A general algorithm for computing simultaneous prediction intervals for the (log)-location-scale family of distributions

Making predictions of future realized values of random variables based on currently available data is a frequent task in statistical applications. In some applications, the interest is to obtain a two-sided simultaneous prediction interval (SPI) to contain at least k out of m future observations with a certain confidence level based on n previous observations from the same distribution. A closely related problem is to obtain a one-sided upper (or lower) simultaneous prediction bound (SPB) to exceed (or be exceeded) by at least k out of m future observations. In this paper, we provide a general approach for computing SPIs and SPBs based on data from a particular member of the (log)-location-scale family of distributions with complete or right censored data. The proposed simulation-based procedure can provide exact coverage probability for complete and Type II censored data. For Type I censored data, our simulation results show that our procedure provides satisfactory results in small samples. We use three applications to illustrate the proposed simultaneous prediction intervals and bounds.     

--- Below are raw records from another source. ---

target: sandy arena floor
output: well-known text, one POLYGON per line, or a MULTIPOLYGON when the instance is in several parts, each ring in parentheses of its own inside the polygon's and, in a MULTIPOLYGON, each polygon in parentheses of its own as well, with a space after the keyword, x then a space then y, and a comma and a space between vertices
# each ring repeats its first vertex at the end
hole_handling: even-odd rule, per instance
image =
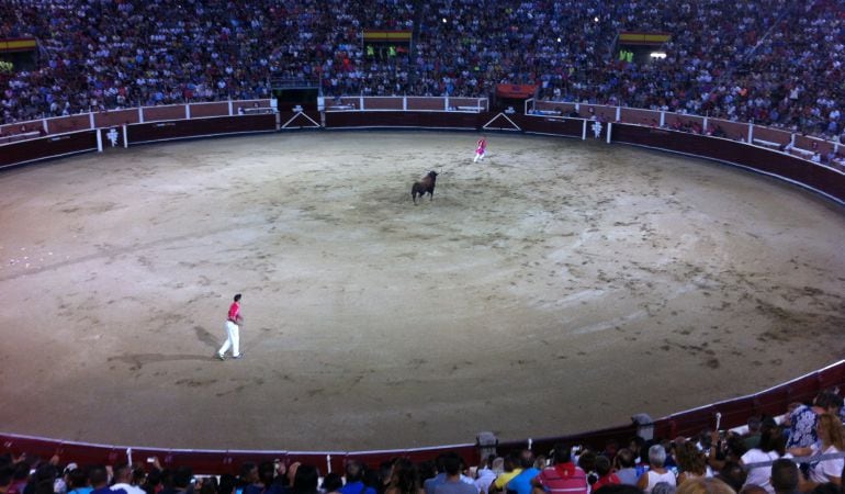
POLYGON ((361 450, 627 424, 843 356, 845 211, 604 143, 307 133, 0 172, 0 424, 361 450), (433 202, 410 202, 429 169, 433 202), (246 358, 212 358, 244 293, 246 358))

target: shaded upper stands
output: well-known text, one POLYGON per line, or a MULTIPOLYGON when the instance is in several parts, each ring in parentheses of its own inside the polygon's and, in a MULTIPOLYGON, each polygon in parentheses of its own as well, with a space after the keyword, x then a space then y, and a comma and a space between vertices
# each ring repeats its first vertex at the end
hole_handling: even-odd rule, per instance
POLYGON ((266 98, 269 78, 340 94, 540 97, 842 133, 837 0, 7 0, 0 37, 34 35, 41 68, 0 76, 3 122, 80 111, 266 98), (362 29, 416 27, 415 50, 363 53, 362 29), (667 57, 623 64, 619 31, 665 31, 667 57))

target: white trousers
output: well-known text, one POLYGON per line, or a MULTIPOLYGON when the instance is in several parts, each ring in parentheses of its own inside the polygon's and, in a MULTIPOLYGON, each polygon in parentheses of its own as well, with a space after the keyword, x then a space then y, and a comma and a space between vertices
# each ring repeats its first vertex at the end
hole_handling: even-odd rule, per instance
POLYGON ((226 341, 223 344, 217 355, 226 355, 229 348, 232 348, 232 356, 240 356, 240 328, 232 321, 226 321, 226 341))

A simulation study on the confidence interval procedures of some mean cumulative function estimators

Recurrence data are collected to study the recurrent events in biological, physical, and other systems. Quantities of interest include the mean cumulative number of events and the mean cumulative cost of the events. The mean cumulative function (MCF) can be estimated using non-parametric (NP) methods or by fitting parametric models, and many procedures have been suggested to construct the confidence intervals (CIs) for the MCF. This paper summarizes the results of a large simulation study that was designed to compare five CI procedures for both NP and parametric estimation. When performing parametric estimation, we assume the power law non-homogeneous Poisson process (NHPP) model. Our results include the evaluation of these procedures when they are used for window-observation recurrence data where recurrence histories of some systems are available only in observation windows with gaps in between.     

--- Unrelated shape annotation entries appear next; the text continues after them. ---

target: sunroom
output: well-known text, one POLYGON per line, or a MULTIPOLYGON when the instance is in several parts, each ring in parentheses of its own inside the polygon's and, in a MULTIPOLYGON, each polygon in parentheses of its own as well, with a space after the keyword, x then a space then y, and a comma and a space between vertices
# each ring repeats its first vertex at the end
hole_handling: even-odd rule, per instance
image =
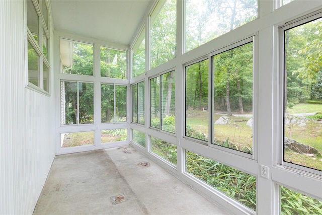
POLYGON ((0 214, 32 213, 63 156, 117 149, 227 214, 322 214, 320 1, 3 0, 0 11, 0 214))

Confidence interval procedures for system reliability and applications to competing risks models

System reliability depends on the reliability of the system’s components and the structure of the system. For example, in a competing risks model, the system fails when the weakest component fails. The reliability function and the quantile function of a complicated system are two important metrics for characterizing the system’s reliability. When there are data available at the component level, the system reliability can be estimated by using the component level information. Confidence intervals (CIs) are needed to quantify the statistical uncertainty in the estimation. Obtaining system reliability CI procedures with good properties is not straightforward, especially when the system structure is complicated. In this paper, we develop a general procedure for constructing a CI for the system failure-time quantile function by using the implicit delta method. We also develop general procedures for constructing a CI for the cumulative distribution function (cdf) of the system. We show that the recommended procedures are asymptotically valid and have good statistical properties. We conduct simulations to study the finite-sample coverage properties of the proposed procedures and compare them with existing procedures. We apply the proposed procedures to three applications; two applications in competing risks models and an application with a $k\text{-out-of-}s$ system. The paper concludes with some discussion and an outline of areas for future research.     

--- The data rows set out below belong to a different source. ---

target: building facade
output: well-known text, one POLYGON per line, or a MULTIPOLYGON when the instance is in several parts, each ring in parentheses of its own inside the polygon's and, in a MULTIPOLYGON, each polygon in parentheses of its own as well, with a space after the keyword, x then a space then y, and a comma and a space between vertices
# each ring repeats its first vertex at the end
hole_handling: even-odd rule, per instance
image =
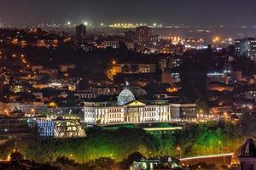
POLYGON ((195 120, 195 104, 169 104, 168 100, 135 99, 125 88, 117 102, 84 102, 84 122, 88 124, 145 123, 195 120))
POLYGON ((256 39, 236 39, 235 42, 235 52, 238 56, 246 56, 251 60, 256 60, 256 39))

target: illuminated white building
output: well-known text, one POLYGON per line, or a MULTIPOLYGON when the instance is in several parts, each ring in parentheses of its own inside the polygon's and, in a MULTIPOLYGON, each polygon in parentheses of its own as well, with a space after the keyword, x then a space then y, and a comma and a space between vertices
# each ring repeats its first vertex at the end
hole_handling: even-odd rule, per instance
POLYGON ((84 122, 89 124, 193 121, 196 118, 195 104, 137 101, 128 88, 119 94, 117 102, 84 102, 84 122))

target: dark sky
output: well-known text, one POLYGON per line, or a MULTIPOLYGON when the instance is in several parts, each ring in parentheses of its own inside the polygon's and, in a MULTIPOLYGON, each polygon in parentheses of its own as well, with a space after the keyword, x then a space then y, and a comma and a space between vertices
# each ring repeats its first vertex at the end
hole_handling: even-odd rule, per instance
POLYGON ((13 26, 91 20, 233 26, 256 24, 256 0, 1 0, 0 20, 13 26))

Asymptotic properties of mean cumulative function estimators from window-observation recurrence data

A variety of nonparametric and parametric methods have been used to estimate the mean cumulative function (MCF) for the recurrence data collected from the counting process. When the recurrence histories of some units are available in disconnected observation windows with gaps in between, Zuo et al. (2008) showed that both the nonparametric and parametric methods can be extended to estimate the MCF. In this article, we establish some asymptotic properties of the MCF estimators for the window-observation recurrence data.